Tuesday, August 7, 2012

Friends at Paris Barns Are In Trouble


As you may remember, we have a bunch of hives out in Fauquier County that we help with.  This is at the Boneta Reserve where they rescue livestock, raise agricultural products, and do farm demonstrations.
 
Apparently, the local government has been giving them a rough time for the "commerce" they are undertaking on the property, in spite of their possession of a business license.

From the Washington Examiner:
Farmers in Fauquier County are planning to bring their pitchforks to an Aug. 2 hearing before the Board of Zoning Appeals to protest the arbitrary treatment of one of their own. On April 30, Zoning Administrator Kimberley Johnson sent Martha Boneta an official cease-and-desist notice for selling farm products and hosting a birthday party for her best friend's 10-year-old daughter on her 70-acre Paris, Va., farm without a special administrative permit.

Johnson threatened to fine Boneta $5,000 per violation if she did not stop the alleged unlawful activities within 30 days. In doing so, Boneta's fellow farmers say, Johnson stepped far beyond her authority. They're supporting her appeal before the BZA because they rightly fear that left unchecked, this infringement on one farmer's freedom to make a living will spread to other agricultural enterprises like a dangerous pest.

The Virginia Right to Farm Act prohibits local authorities from treating agricultural activity as a "nuisance" -- which seems to be what's happening here, since Johnson was reportedly responding to complaints from nearby residents. Boneta already had a business license the county issued her in June 2011 that allowed her to operate a "retail farm shop" on her property. Her license application specifically noted her intention to sell handspun yarns, birdhouses, soaps and other handicrafts in addition to fresh vegetables, eggs, herbs and honey.

The following month, the Fauquier County Board of Supervisors changed the classification of "farm sales" to require a special administrative permit for activities that were in compliance with the ordinance just one month before. But documents received under the Freedom of Information Act showed that Boneta is the only farmer in Fauquier County who has ever been cited -- even though the county's own website lists dozens of farms that sell similar products to end-use customers.

On July 12, supervisors voted to limit the number of visitors allowed at food- and wine-tasting events to 25, and to limit such events to two per month, even though they were warned by the county attorney and Virginia Secretary of Agriculture and Forestry Todd Haymore that such restrictions are illegal. Virginia's growing wine industry and its small artisanal farmers contribute millions of dollars to the state economy while providing urban residents with a taste of country life. But even in picturesque Fauquier County, their future is clouded by the growing burden of capricious government regulation.

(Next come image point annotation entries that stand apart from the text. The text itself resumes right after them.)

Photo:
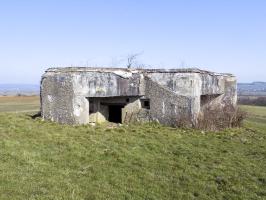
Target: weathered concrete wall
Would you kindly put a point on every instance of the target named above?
(166, 106)
(99, 84)
(57, 98)
(173, 94)
(185, 84)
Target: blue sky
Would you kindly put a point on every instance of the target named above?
(217, 35)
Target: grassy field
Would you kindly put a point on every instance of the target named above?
(44, 160)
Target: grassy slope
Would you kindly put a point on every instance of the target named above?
(43, 160)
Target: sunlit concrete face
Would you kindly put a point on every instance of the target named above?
(95, 95)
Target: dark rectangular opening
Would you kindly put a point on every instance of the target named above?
(115, 113)
(145, 103)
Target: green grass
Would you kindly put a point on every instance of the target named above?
(19, 104)
(44, 160)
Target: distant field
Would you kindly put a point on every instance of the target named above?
(19, 103)
(44, 160)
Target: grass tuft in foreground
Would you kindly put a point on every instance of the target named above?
(44, 160)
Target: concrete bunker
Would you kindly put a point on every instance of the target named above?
(94, 95)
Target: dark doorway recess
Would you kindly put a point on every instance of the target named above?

Here is more commentary on the subject:
 

http://disruptthenarrative.com/2012/08/06/tyranny-coming-to-a-neighborhood-near-you/

Why is this beekeeping blog covering this?  We certainly we want to support our friends the Boneta's who have been huge proponents of the bees.

But also important are the impacts of this kind of government intervention on your beekeeping operations, or your honey sales, or your farmer's market activity.

Wednesday, August 1, 2012

Making a Few Queens, Part 2 VIDEO

After a poor first attempt, where I failed to provide a queenless hive for our bees, we try again with some queen-rearing equipment from Mann Lake to improve our success.